Hi everyone,
I was stuck at this for very long time. Not a very familiar user of using Spark for image processing. I was trying to resize images that are loaded into a Spark DF. However, it keeps throwing error that I am not able to access the element in my UDF. I have tried accessing in both UDF and pandas UDF, but it keeps throwing the same error.
from PIL import Image
import pandas as pd
from pyspark.sql.functions import struct, pandas_udf, col
dataset = spark.read.format("image").load("/databricks-datasets/x/xx")
modified_dataset = dataset.select("image.*").select("origin", "data", struct("width", "height").alias("image_dim"))
def resize_image(data, input_dim):
input_width = input_dim.width
input_height = input_dim.height
output_width = input_width * 0.5
output_height = input_height * 0.5
img = Image.frombytes("RGB", [input_width, input_height], bytes(data))

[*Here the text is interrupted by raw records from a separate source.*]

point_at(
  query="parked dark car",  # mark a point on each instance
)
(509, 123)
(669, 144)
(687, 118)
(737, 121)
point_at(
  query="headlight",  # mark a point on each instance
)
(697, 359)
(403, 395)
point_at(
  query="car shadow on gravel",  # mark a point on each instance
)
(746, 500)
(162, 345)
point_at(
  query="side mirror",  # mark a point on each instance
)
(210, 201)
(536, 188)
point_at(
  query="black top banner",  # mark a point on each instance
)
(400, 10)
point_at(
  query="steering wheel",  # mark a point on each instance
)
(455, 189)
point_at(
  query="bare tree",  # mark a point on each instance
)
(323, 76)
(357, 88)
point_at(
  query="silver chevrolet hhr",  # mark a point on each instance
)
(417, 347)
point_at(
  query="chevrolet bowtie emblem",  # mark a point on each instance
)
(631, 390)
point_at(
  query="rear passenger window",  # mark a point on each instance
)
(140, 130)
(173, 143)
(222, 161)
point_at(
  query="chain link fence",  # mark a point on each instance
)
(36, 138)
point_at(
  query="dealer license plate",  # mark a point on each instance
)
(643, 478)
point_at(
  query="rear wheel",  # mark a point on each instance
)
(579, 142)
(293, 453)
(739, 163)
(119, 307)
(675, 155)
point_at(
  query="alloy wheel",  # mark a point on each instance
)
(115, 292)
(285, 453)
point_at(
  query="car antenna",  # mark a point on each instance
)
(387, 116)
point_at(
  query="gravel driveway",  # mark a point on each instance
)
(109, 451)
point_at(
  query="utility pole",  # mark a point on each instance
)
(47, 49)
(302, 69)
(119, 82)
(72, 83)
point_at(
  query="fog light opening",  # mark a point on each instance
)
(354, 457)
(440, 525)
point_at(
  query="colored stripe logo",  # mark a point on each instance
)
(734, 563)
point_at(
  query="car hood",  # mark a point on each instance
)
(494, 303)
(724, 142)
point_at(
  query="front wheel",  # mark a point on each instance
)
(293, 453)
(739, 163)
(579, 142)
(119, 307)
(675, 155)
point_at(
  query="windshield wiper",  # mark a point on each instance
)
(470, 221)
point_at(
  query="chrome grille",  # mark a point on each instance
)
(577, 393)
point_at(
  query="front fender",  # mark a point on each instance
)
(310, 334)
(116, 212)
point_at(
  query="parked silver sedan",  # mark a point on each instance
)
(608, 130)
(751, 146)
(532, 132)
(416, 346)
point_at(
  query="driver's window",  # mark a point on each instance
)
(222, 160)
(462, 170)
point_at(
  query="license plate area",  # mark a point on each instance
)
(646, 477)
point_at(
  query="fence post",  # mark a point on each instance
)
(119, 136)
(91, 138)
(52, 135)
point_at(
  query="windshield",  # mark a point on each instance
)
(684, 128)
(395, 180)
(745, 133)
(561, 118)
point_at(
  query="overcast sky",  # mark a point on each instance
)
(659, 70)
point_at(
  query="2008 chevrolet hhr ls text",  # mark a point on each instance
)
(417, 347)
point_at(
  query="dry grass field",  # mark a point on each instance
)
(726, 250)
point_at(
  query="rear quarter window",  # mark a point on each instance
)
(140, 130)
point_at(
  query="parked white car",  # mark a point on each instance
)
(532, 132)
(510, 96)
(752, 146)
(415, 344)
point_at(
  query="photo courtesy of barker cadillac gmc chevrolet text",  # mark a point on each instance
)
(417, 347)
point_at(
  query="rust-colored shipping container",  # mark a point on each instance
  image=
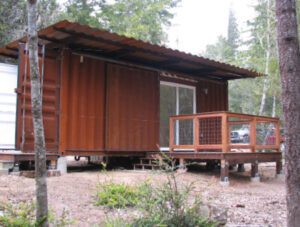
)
(105, 94)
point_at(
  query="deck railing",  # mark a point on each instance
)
(224, 131)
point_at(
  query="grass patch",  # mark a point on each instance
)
(117, 195)
(23, 215)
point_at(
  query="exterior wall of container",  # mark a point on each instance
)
(132, 109)
(50, 92)
(92, 106)
(212, 96)
(82, 124)
(9, 77)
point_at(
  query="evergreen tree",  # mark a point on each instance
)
(143, 20)
(83, 12)
(233, 36)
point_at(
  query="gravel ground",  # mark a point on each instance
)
(248, 203)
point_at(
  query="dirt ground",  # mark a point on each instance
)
(248, 203)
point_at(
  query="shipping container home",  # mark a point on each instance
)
(106, 94)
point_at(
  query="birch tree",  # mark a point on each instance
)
(37, 116)
(289, 62)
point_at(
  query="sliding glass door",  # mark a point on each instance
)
(176, 99)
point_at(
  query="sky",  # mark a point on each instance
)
(198, 23)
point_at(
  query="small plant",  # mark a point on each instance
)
(169, 205)
(23, 215)
(117, 195)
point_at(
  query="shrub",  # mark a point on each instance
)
(23, 215)
(169, 205)
(117, 195)
(164, 205)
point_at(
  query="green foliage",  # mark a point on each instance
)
(170, 205)
(245, 95)
(23, 215)
(12, 19)
(83, 11)
(143, 20)
(167, 204)
(115, 195)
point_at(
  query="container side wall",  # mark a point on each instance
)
(132, 109)
(212, 96)
(82, 104)
(50, 92)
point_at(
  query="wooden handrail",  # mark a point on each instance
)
(225, 144)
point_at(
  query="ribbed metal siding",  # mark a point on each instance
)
(8, 82)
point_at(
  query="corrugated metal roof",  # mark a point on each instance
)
(93, 41)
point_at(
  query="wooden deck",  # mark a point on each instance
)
(11, 156)
(230, 138)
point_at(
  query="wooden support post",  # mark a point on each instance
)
(181, 163)
(224, 173)
(253, 135)
(254, 172)
(278, 136)
(53, 164)
(241, 167)
(225, 136)
(279, 167)
(171, 134)
(196, 132)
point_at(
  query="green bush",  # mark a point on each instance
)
(172, 206)
(23, 215)
(164, 205)
(117, 195)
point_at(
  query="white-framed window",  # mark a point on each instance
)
(175, 99)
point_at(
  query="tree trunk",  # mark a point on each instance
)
(289, 60)
(274, 106)
(36, 105)
(267, 53)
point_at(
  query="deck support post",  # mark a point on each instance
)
(254, 172)
(224, 181)
(182, 165)
(53, 164)
(279, 168)
(241, 167)
(62, 164)
(16, 167)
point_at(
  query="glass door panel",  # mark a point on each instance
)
(176, 99)
(167, 109)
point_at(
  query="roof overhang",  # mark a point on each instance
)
(101, 43)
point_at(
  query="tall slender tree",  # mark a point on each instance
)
(289, 59)
(37, 116)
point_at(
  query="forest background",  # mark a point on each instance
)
(149, 20)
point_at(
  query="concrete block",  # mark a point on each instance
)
(224, 183)
(62, 164)
(4, 172)
(255, 179)
(96, 159)
(4, 165)
(280, 176)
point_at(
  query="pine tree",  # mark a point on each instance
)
(289, 58)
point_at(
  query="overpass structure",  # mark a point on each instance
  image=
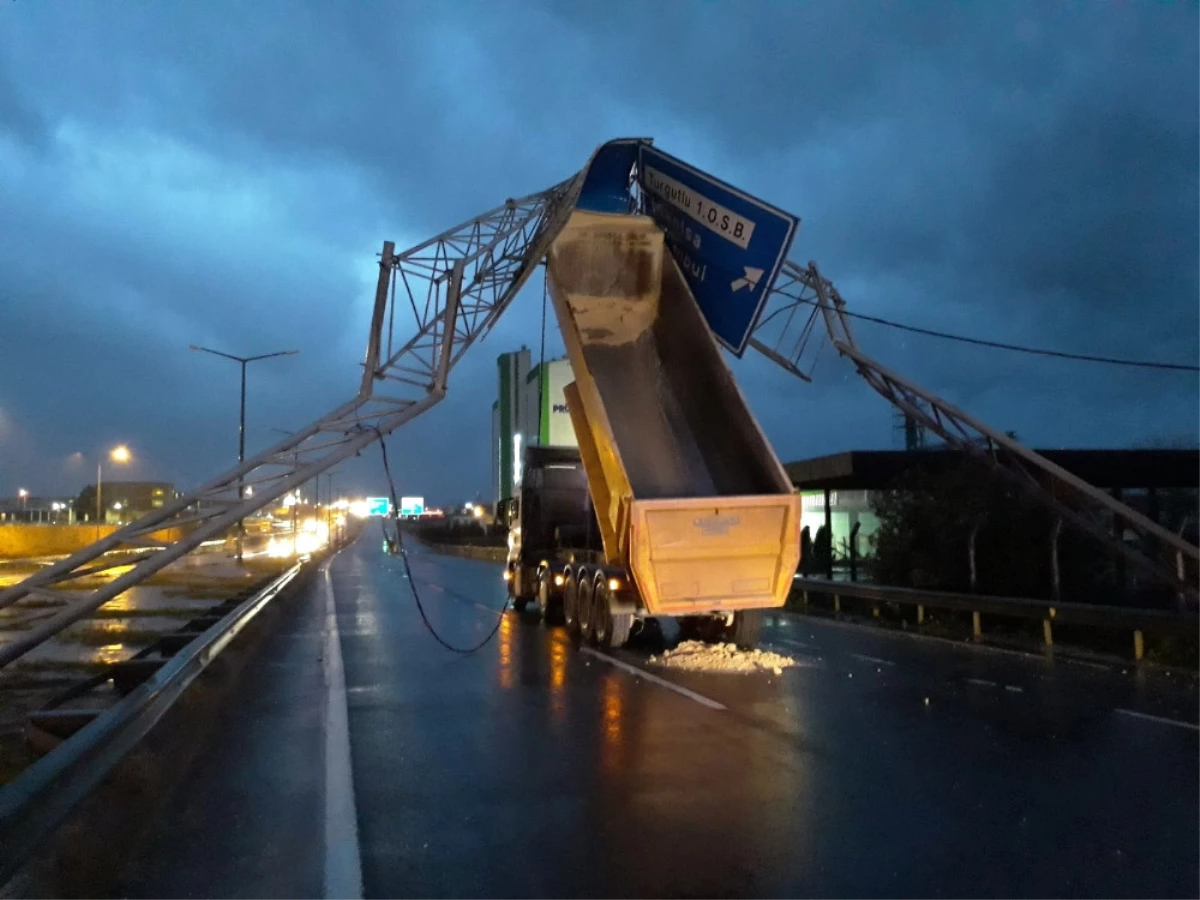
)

img = resizeimage.resize_cover(img, [output_width, output_height])
img = np.asarray(img)
img = bytearray(img)
return img
@pandas_udf("binary")
def resize_image_udf(img_data, input_dim):
return pd.Series([resize_image(i, j) for i,j in zip(img_data, input_dim)])
modified_dataset = modified_dataset.withColumn("thumbnail", resize_image_udf(col("data"), col("image_dim")))
modified_dataset.collect()
Below is the error I have faced.
PythonException: An exception was thrown from a UDF: 'AttributeError: 'str' object has no attribute 'width'', from , line 9. Full traceback below:
Traceback (most recent call last):
File "", line 21, in resize_image_udf
File "", line 21, in
File "", line 9, in resize_image
AttributeError: 'str' object has no attribute 'width'
Does anyone have any idea where I have gone wrong? Advice is more appreciated!